Uber is spending tens of millions on a California ballot measure that could make it harder for riders, pedestrians, and drivers to sue for damages after car crashes. It is part of a broader liability reform campaign the company is funding across the US.

2025 Concordia Annual Summit - September 23

Dara Khosrowshahi, CEO, Uber, speaks onstage during the 2025 Concordia Annual Summit at Sheraton New York Times Square on September 23, 2025, in New York City. (Leigh Vogel / Getty Images for Concordia Annual Summit)


Uber is funneling tens of millions into a California ballot initiative that could make it harder for riders, pedestrians, and drivers to sue for damages after car crashes.

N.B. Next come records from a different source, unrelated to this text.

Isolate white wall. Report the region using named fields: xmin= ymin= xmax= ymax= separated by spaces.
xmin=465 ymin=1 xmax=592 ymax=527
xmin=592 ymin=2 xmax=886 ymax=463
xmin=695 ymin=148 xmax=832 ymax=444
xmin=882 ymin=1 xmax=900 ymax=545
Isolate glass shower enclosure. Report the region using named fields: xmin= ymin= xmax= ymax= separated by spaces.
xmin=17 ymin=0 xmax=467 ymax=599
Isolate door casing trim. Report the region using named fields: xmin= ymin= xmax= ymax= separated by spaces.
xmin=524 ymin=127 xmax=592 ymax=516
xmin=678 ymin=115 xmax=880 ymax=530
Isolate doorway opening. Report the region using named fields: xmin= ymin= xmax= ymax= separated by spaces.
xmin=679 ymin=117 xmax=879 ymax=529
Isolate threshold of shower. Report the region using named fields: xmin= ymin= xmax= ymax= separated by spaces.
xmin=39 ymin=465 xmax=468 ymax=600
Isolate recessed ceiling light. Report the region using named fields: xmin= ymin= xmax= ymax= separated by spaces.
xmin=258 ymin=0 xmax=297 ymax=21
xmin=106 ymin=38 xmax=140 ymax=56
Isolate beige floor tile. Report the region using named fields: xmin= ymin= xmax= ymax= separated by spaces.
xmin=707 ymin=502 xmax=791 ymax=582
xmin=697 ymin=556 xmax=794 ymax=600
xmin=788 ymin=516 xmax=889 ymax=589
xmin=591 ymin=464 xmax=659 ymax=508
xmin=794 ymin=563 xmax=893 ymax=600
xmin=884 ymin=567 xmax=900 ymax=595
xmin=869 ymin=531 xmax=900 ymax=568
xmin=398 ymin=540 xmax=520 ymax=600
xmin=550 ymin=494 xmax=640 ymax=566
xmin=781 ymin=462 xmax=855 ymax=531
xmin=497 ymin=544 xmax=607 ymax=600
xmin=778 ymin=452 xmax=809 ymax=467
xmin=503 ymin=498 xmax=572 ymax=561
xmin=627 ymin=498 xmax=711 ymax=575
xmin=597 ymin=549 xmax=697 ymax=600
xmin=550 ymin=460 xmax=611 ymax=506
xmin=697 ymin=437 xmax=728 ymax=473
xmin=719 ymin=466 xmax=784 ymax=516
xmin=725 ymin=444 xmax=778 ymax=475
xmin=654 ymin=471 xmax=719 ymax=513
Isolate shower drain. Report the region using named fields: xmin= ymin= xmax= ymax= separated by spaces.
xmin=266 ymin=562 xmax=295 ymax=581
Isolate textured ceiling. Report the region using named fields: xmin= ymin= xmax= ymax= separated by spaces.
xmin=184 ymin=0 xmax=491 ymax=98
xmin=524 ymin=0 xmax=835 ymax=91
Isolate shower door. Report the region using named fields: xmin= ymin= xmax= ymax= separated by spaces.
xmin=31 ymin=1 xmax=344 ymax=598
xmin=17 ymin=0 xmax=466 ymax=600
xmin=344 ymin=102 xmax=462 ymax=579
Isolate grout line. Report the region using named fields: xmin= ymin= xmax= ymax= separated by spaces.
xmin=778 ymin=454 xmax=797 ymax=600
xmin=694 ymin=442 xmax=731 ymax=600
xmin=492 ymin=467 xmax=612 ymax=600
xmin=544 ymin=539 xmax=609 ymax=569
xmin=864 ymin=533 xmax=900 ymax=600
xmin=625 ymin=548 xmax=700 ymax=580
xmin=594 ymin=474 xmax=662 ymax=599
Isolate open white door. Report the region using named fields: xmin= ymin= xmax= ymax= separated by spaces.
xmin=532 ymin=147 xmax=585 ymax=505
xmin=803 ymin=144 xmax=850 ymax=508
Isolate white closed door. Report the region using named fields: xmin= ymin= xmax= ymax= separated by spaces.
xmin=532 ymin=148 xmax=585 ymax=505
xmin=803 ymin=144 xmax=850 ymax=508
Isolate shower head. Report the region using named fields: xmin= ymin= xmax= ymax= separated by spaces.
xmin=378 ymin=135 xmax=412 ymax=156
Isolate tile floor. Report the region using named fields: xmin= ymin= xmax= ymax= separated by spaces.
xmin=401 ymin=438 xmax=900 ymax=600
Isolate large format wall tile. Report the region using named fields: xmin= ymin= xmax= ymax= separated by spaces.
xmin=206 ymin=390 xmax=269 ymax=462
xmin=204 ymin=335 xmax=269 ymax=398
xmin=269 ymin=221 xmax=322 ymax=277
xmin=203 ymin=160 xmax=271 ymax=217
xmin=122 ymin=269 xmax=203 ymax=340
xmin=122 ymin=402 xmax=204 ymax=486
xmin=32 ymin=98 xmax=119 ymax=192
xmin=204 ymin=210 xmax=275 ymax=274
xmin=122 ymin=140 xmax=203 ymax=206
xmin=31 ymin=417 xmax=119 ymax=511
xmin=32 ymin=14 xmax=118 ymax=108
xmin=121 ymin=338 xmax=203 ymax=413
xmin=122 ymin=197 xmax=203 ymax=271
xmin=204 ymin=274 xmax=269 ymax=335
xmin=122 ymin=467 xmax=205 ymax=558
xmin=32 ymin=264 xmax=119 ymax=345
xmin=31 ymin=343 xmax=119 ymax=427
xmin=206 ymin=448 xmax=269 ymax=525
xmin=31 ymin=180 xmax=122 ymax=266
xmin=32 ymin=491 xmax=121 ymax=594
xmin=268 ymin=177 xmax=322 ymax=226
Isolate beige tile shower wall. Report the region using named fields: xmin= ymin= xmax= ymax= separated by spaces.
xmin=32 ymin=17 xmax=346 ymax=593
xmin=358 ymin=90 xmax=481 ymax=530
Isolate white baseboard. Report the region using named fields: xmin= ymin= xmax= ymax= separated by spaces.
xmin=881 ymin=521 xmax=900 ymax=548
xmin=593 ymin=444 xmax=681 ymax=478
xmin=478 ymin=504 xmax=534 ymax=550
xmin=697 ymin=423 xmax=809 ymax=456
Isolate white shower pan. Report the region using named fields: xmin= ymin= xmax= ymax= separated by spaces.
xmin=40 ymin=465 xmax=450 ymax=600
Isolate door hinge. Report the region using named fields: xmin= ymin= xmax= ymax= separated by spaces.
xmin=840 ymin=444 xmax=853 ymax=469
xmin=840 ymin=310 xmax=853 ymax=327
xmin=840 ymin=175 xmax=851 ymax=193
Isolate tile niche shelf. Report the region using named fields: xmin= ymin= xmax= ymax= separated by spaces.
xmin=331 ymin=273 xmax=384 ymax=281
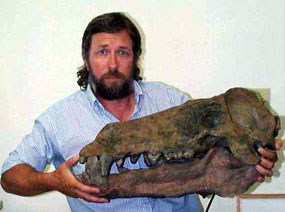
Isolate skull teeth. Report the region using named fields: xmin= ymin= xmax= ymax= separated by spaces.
xmin=84 ymin=151 xmax=193 ymax=182
xmin=130 ymin=154 xmax=140 ymax=164
xmin=143 ymin=153 xmax=161 ymax=167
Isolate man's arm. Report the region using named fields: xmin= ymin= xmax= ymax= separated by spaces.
xmin=1 ymin=156 xmax=109 ymax=203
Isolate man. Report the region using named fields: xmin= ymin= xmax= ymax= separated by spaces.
xmin=1 ymin=13 xmax=281 ymax=211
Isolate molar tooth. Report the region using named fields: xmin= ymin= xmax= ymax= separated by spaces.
xmin=100 ymin=152 xmax=113 ymax=176
xmin=176 ymin=152 xmax=183 ymax=159
xmin=147 ymin=153 xmax=161 ymax=166
xmin=130 ymin=154 xmax=140 ymax=164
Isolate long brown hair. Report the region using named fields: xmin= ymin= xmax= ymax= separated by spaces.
xmin=77 ymin=12 xmax=142 ymax=89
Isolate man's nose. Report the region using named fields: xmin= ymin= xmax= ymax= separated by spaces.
xmin=109 ymin=53 xmax=118 ymax=70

The measure could also limit consumers’ ability to take car manufacturers to court over defective parts. It is part of a broader multistate liability reform campaign Uber is backing ahead of its $1.25 billion plan to unleash robotaxis on a massive scale.

The California proposal, dubbed the “Protecting Automobile Accident Victims from Attorney Self-Dealing Act,” is slated for the November midterm election. It would require crash victims to keep 75 percent of their total settlement awards, leaving lawyers and hospitals to split the remaining 25 percent.